Bech in Czech

Paul Mirengoff’s tribute to the courage and the sacrifice of the Czech Olympic champion Vera Caslavska brought to mind one of my favorite passages in the works of John Updike that I have managed to read. Updike was a voluminous and accomplished writer in every literary form, though I think he was a master of the short story in particular.

Updike wrote enough stories to fill three small volumes about Henry Bech (pronounced “Beck”), his fictional alter ego. Despite the fact that it was Updike’s gift with the language for which he was usually either praised or damned, in the Bech stories Updike frequently wrote in a comic or satiric mode that displayed several other facets of his genius.

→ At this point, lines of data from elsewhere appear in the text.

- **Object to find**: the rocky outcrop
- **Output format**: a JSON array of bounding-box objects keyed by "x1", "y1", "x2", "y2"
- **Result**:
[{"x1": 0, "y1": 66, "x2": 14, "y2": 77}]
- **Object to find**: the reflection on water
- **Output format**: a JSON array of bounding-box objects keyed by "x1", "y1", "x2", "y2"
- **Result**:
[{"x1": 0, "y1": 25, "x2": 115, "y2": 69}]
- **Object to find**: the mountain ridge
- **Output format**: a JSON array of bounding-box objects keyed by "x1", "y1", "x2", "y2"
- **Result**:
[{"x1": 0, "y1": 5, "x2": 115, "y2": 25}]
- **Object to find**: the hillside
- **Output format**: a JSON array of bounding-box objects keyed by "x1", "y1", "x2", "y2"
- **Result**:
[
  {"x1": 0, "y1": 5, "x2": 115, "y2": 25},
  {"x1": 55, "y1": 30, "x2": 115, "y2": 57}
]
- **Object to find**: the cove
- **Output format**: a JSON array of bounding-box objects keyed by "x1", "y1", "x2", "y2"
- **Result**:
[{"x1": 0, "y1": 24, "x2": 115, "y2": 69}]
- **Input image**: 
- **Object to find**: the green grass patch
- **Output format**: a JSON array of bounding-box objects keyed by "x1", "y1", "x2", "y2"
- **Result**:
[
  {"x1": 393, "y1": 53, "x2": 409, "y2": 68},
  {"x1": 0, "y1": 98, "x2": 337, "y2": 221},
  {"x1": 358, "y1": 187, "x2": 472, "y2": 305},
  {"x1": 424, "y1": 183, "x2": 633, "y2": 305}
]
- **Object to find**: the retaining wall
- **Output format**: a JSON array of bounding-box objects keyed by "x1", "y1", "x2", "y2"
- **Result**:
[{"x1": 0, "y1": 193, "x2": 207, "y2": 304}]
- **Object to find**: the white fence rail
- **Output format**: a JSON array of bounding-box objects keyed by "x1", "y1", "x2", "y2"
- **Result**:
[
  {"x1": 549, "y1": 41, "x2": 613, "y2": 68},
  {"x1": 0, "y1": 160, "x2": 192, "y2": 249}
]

When Bech wins the Nobel Prize for Literature in the story “Bech and the Bounty of Sweden,” Updike posits the headline reporting the news in the New York Daily News: “BECH? WHODAT???” The thought was at the same time self-deprecating and self-aggrandizing. Updike was foremost among those who deserved the Nobel Prize for Literature in the past 25 years and failed to receive it.

In “Bech in Czech” (collected along with the two other stories mentioned above in Bech at Bay), Bech is sent to Czechoslovakia on a cultural exchange program through the United States government in 1986, while the country is still Communist. Bech attends a party of dissident writers, one of whom had been imprisoned. Bech reflects:

Jail! One of the guests at the party had spent nearly ten years in prison. He was dapper, like the cafe habitues in George Grosz drawings, with a scarred, small face and shining black eyes. He spoke so softly Bech could hardly hear him, though he bent his ear close. The man’s hands twisted under Bech’s eyes, as if in the throes of torture. Bech noticed that the fingers had in fact bent, broken. How would he, the American author asked himself, stand up to having his fingernails pulled? He could think of nothing he had ever written that he would not eagerly recant.

That paragraph, buried in the middle of the story, was the product of a deeply humane sensibility. I can’t think of another American man of letters who could have written it in the course of a story devoted to the ghosts of modern history.